Aku mengeliat, meluruskan tubuh dan tangan. Lama-lama duduk membuat otot berasa tegang.  Sembari melirik jam bulat di dinding yang telah menunjukkan pukul 23.30. Pantas saja menguap dan mata  mengantuk. Setelah beberapa jam menyiapkan segala perlengkapan untuk pembelajaran besok.
 Aku bangkit dari kursi menuju ranjang. Berbaring menatap langit-langit kamar dengan lampu 30 watt mengantung di sana.  Besok akan masuk ke materi  pembelajaran baru. Setelah kemarin ada tugas rumah yang mungkin telah diselesaikan oleh siswa-siswi kelas empat.  Ingat PR, pikiranku menjadi teringat pada Ryan. Apakah ia akan mengerjakannya, timbul tanya di hati ini. Dahulu saja dia bilang lupa mengerjakan.

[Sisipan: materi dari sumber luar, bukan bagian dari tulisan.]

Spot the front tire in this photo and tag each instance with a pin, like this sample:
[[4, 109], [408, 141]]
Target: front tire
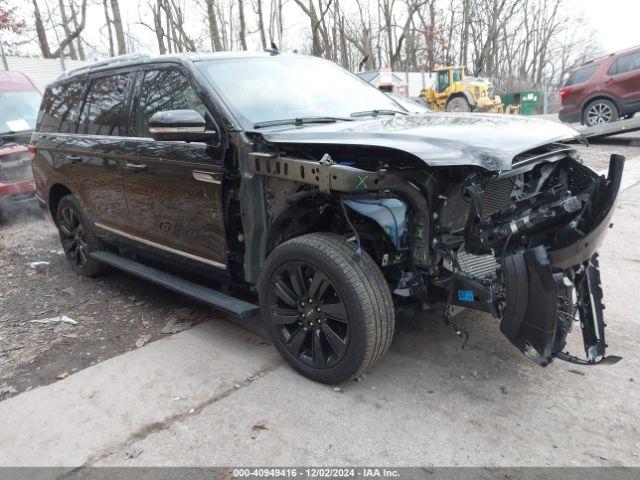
[[328, 312], [78, 238], [600, 112]]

Ryan adalah murid baru, pindahan dari kota lain. Ketika hari pertama masuk diantar oleh nenek, ibu--dari pihak ayahnya. Selama seminggu berlangsung di kelas  ia tampak tidak bersemangat dan murung. Mungkin masih terpengaruh adaptasi atau ada masalah keluarga yang ia hadapi, dengar selayang kabar orang tuanya sedang berebut hak asuh.  Oleh karena itu, aku akan berencana melakukan pendekatan yang lebih intens.
Bagaimanapun nasibnya tak jauh berbeda denganku. Ingatanku melayang ke masa lalu. Bedanya guruku saat itu tidak mau tahu akan masalah yang menimpa muridnya dan itu menurutku salah. Aku tak ingin seperti itu.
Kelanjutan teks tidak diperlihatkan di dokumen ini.